In almost all cases fully hardened steel is undesirable. To reduce the hardness it will be heated to a temperature below its critical temperature, and this is tempering. Most watch components would be tempered to a "blue" state; the tempering ideally might take several minutes or more, but the cooling off time once at color (or temp, being more scientific) is not of any great importance.

 

Blue steel is able to be filed, but not able to be sawed with normal metal cutting saw blades (this is the test some schools used to use on student work to see if they were heat treating correctly); it is also difficult to drill unless special drills are used.

 

To reduce the temper on a piece of steel it would be heated past whatever color it was originally tempered to. The color range goes: straw, brown, violet, blue, light blue, then more or less the natural steel color. When tempered to its natural color it is still harder than in the annealed state, but not generally hard enough for use.

 

To temper a watch arbor or staff, a typical technique would be to drill a piece of brass rod with an outside diameter of perhaps 3x the piece to be drilled, the drilled hole will just let the workpiece fit freely. The brass rod is heated with an alcohol flame and when the visible steel protruding from the hole is the desired color remove the rod. The steel will not cut as freely as annealed steel but much more easily than blue steel.

Edited by nickelsilver
  • Like 1
  • Thanks 1
Posted

There's a lot of mixing up of terms in steel heat treatment, even professionals who have studied it mix up hardening with tempering sometimes (it's a pet peeve of mine).

 

In my education to reduce the temper is to take the tempering to a lower state of hardness, but now thinking of it from a "blank slate" perspective it's illogical; something that is less tempered than more tempered is in effect harder!

 

At any rate, tempering can only make steel less hard, never more hard.
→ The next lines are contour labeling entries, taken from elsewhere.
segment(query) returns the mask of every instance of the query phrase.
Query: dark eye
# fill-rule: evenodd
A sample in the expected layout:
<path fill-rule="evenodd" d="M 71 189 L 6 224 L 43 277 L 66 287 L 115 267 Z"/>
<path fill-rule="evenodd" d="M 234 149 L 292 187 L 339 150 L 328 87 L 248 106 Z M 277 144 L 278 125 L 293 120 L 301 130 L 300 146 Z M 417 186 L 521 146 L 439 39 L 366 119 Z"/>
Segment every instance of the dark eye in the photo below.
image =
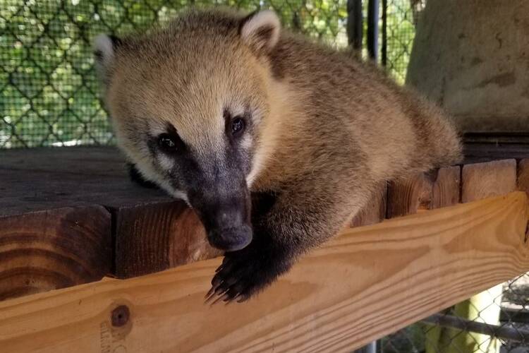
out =
<path fill-rule="evenodd" d="M 162 133 L 158 136 L 158 145 L 166 152 L 176 151 L 176 143 L 174 137 L 169 133 Z"/>
<path fill-rule="evenodd" d="M 244 120 L 241 118 L 235 118 L 231 121 L 231 134 L 239 135 L 244 131 Z"/>

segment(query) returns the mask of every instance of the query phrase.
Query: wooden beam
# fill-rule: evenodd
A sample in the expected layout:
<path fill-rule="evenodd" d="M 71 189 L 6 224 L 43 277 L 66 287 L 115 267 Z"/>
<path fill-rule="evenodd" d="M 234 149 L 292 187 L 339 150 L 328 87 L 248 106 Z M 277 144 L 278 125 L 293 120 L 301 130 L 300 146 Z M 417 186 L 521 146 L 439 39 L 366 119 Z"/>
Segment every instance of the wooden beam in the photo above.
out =
<path fill-rule="evenodd" d="M 461 168 L 441 168 L 388 184 L 387 217 L 451 206 L 459 202 Z"/>
<path fill-rule="evenodd" d="M 5 352 L 346 352 L 529 270 L 527 196 L 345 230 L 260 296 L 205 306 L 220 258 L 0 303 Z"/>
<path fill-rule="evenodd" d="M 209 245 L 198 217 L 182 201 L 123 207 L 113 212 L 118 278 L 147 275 L 222 253 Z"/>
<path fill-rule="evenodd" d="M 100 206 L 0 216 L 0 300 L 111 273 L 111 217 Z"/>
<path fill-rule="evenodd" d="M 475 201 L 516 189 L 516 161 L 503 160 L 463 166 L 461 201 Z"/>
<path fill-rule="evenodd" d="M 386 218 L 387 183 L 383 183 L 375 192 L 367 205 L 361 210 L 351 222 L 351 227 L 376 225 Z"/>

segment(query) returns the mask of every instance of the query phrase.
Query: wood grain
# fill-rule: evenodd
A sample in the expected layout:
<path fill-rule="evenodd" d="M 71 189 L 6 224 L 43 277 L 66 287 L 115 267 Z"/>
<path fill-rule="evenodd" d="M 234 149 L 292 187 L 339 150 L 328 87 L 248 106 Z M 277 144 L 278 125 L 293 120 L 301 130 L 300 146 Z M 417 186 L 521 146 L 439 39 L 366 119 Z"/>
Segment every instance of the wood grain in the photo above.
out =
<path fill-rule="evenodd" d="M 243 304 L 202 304 L 220 258 L 5 301 L 0 347 L 350 352 L 529 270 L 526 225 L 516 192 L 346 230 Z"/>
<path fill-rule="evenodd" d="M 517 174 L 517 189 L 529 195 L 529 159 L 518 162 Z"/>
<path fill-rule="evenodd" d="M 459 202 L 460 167 L 417 174 L 388 184 L 388 218 L 411 215 Z"/>
<path fill-rule="evenodd" d="M 516 190 L 516 161 L 466 164 L 463 167 L 461 179 L 463 203 L 505 195 Z"/>
<path fill-rule="evenodd" d="M 97 206 L 0 217 L 0 300 L 107 275 L 110 222 Z"/>
<path fill-rule="evenodd" d="M 129 278 L 220 256 L 195 213 L 183 202 L 114 210 L 116 275 Z"/>

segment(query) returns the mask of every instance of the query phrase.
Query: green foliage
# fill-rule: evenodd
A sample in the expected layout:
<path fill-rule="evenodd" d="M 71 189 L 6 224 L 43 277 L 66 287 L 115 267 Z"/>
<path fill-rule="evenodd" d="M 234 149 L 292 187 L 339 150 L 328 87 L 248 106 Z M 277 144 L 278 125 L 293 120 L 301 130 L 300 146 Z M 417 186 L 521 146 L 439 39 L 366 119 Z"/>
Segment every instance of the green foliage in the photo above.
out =
<path fill-rule="evenodd" d="M 286 27 L 347 44 L 346 0 L 0 0 L 0 148 L 112 143 L 92 38 L 145 30 L 190 5 L 272 8 Z M 403 73 L 407 57 L 390 43 Z"/>

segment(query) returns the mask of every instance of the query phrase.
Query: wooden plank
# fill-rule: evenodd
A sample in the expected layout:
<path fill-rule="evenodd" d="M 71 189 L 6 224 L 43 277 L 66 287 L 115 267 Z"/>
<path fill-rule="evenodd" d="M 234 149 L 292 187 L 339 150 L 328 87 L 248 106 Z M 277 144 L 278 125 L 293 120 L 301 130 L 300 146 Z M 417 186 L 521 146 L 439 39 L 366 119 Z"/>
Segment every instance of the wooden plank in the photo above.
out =
<path fill-rule="evenodd" d="M 504 160 L 466 164 L 461 173 L 463 203 L 505 195 L 516 190 L 516 161 Z"/>
<path fill-rule="evenodd" d="M 171 201 L 159 190 L 133 184 L 123 157 L 111 147 L 2 151 L 0 193 L 0 216 L 65 207 L 131 207 Z"/>
<path fill-rule="evenodd" d="M 0 217 L 0 300 L 101 280 L 112 263 L 102 207 Z"/>
<path fill-rule="evenodd" d="M 518 190 L 529 195 L 529 159 L 522 160 L 518 163 L 517 174 Z"/>
<path fill-rule="evenodd" d="M 118 278 L 152 273 L 222 253 L 209 246 L 202 223 L 183 202 L 121 208 L 114 212 Z"/>
<path fill-rule="evenodd" d="M 380 185 L 367 205 L 360 210 L 351 222 L 351 227 L 376 225 L 386 218 L 387 183 Z"/>
<path fill-rule="evenodd" d="M 460 167 L 420 173 L 388 184 L 387 217 L 456 205 L 459 202 Z"/>
<path fill-rule="evenodd" d="M 6 301 L 0 347 L 350 352 L 529 270 L 526 225 L 516 192 L 346 230 L 242 304 L 202 303 L 220 258 Z"/>

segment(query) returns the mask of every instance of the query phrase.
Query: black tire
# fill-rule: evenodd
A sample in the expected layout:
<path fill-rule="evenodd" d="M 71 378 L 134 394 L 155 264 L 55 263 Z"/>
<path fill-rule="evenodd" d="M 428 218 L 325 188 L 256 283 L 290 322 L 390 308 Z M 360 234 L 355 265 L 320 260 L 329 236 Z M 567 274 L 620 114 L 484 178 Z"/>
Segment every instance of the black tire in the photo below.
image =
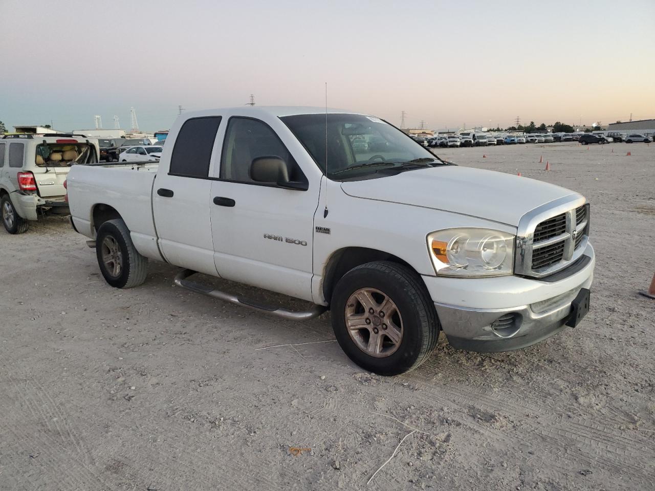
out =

Only heating to critical temp and quenching can increase hardness.

 

 

 

 

  • Like 1
  • Recently Browsing

    • No registered users viewing this page.
  • Topics

  • Posts

    • Hello all, just disassembling to service, but I can’t figure out the working of the calendar work…it’s not operational the jumper and spring are ok, but the operation of the driving wheel has me at a loss. I can’t see a cam to drive anything. Is something damaged or missing? Help please!
    • Believe the relume (not a fan) was done a long time after the damage. 
    • I can only think of some chemical reaction to reluming
    • I have a little milling attachment for my WW lathe, but very rarely use it and not for wheel and pinion cutting. For that I use a small Sixis 101 milling machine. I normally do direct dividing, but sometimes have to do an odd count and use the universal index which also fits on the Sixis.   Back in the day when I didn't have a mill, I would cut gearing on my Schaublin 102. It has a universal dividing attachment which fits the back of the spindle. Both it and the one for the Sixis are 60:1 ratio, and with the set of 4  index plates I can do almost any division. When I've had to do a strange high count prime number, I print a disc with the needed division and just place the plunger on the dot. Any position error is reduced by a factor of 60 so still plenty accurate.   The machines are a mess in the pics as I'm in the process of making a batch of barrels for a wristwatch 🙃.   This is the Sixis. The head can also be placed vertically, as can the dividing spindle.   Dividing plates. The smaller ones fit another dividing spindle.   Universal divider for the Sixis. I put it together with parts from an odd Sixis spindle that takes w20 collets, like the Schaublin 102, and a dividing attachment from a Schaublin mill.     The dividing attachment for the 102. The gear fits in place of the handwheel at the back of the headstock.   And the little milling attachment for the WW lathe. I just set it on the slide rest to illustrate the size, you can see from the dust on it it really doesn't get used much. I think only when I change bearing in the head, to kiss the collet head seat (grinding wheel still in the milling attachment).
    • I read a lot about the quality (or lack thereof) of Seiko's 4R, 6R, 8L  movements...or more specifically the lack of regulation from the factory. Especially when compared to similar priced manufactures using SW200's or ETA's. I thought I'd ask those more in the know, do the 4R's and 6R's deserve their bad reputation, is it fairly easy for someone with minimal skills (or better yet a trained watch mechanic) to dial in these movements to a more acceptable performance.    For background I spent more on a 1861 Speedy years ago, expecting that the advertised 0-15s/d  would probably perform more like 5-7s/d. In reality it's been closed to 2-4s/d. 
×
×
  • Create New...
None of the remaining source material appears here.